Uploaded image for project: 'Core Server'
  1. Core Server
  2. SERVER-5905

Add data collection and command to get histogram of query response times



    • Backwards Compatibility:
      Fully Compatible
    • Sprint:
      Integrate+Tuning 16 (06/24/16), Integration 17 (07/15/16)


      We should have instrumentation to characterize the overall workload and response time of a mongod or mongos server. A histogram with buckets with log base 2 microsecond resolution would be a nice start. Here's a straw man proposal:

      1) For every request from a client, log the time it was received using the least expensive high resolution method. On Windows, this would be QueryPerformanceCounter().
      2) When the response is complete, compute the elapsed time in microseconds. On Windows, this would be another call to QueryPerformanceCounter() and division by a precomputed conversion factor.
      3) Add 1 to the bucket associated with this time interval. Bucket 0 gets all times below 1 microsecond, bucket 1 gets times above 1 microsecond but below 2 microseconds, bucket 2 gets times from 2 to 4 microseconds, then 4 to 8, etc. 31 buckets would cover times up to 2147 seconds and anything taking longer than 2147 seconds would go in the last bucket, so 32 buckets would cover the time periods we are most interested in.
      4) Every 10 seconds, add the histogram to a "since started" histogram, write it to a capped collection sized for one week of data, save a snapshot copy and then zero it.
      5) Provide $cmd commands to fetch the most recent snapshot and the "since started" histogram.
      6) Give MMS the ability to show the most recent snapshot and the "since started" snapshot.
      7) For extra credit, MMS could show a contour plot or some other 3D display of response time history, showing the changing shape of the curve.

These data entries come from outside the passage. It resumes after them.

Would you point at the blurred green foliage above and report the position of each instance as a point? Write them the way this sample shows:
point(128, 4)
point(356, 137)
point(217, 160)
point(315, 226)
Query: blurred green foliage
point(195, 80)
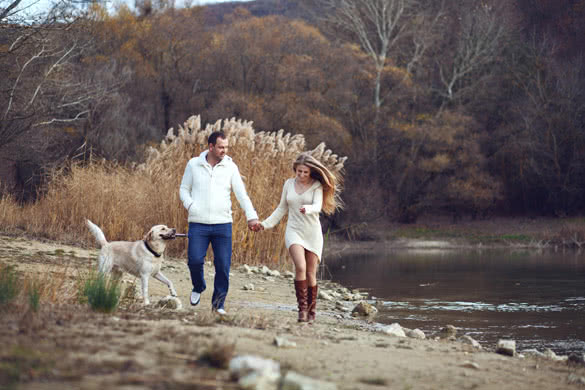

      Once the baseline functionality is working, we could consider doing this by database, by collection, by request type or by some other criterion. These would be additional instances of the same feature.

      There are a lot of things that we could learn by having this information:
      1) If a query was slow at one time but not at another, was there a difference in the number of requests it was competing with in the two cases?
      2) Is a workload doing mostly very fast stuff with a little slow stuff, or is everything slow?
      3) Does a change to something in the system change the mix of response times?
      4) Do response times follow a recognizable pattern, like a bell curve with a visible center, or a skew towards fast responses, or a curve with multiple peaks?
      5) Is anything really fast, or is the minimum response time in the millisecond and above range?
      6) Do we have periods with little visible activity followed by periods when many slow requests complete?
      7) Does the addition of a new application, or a new shard, or a new mongos change the response time pattern?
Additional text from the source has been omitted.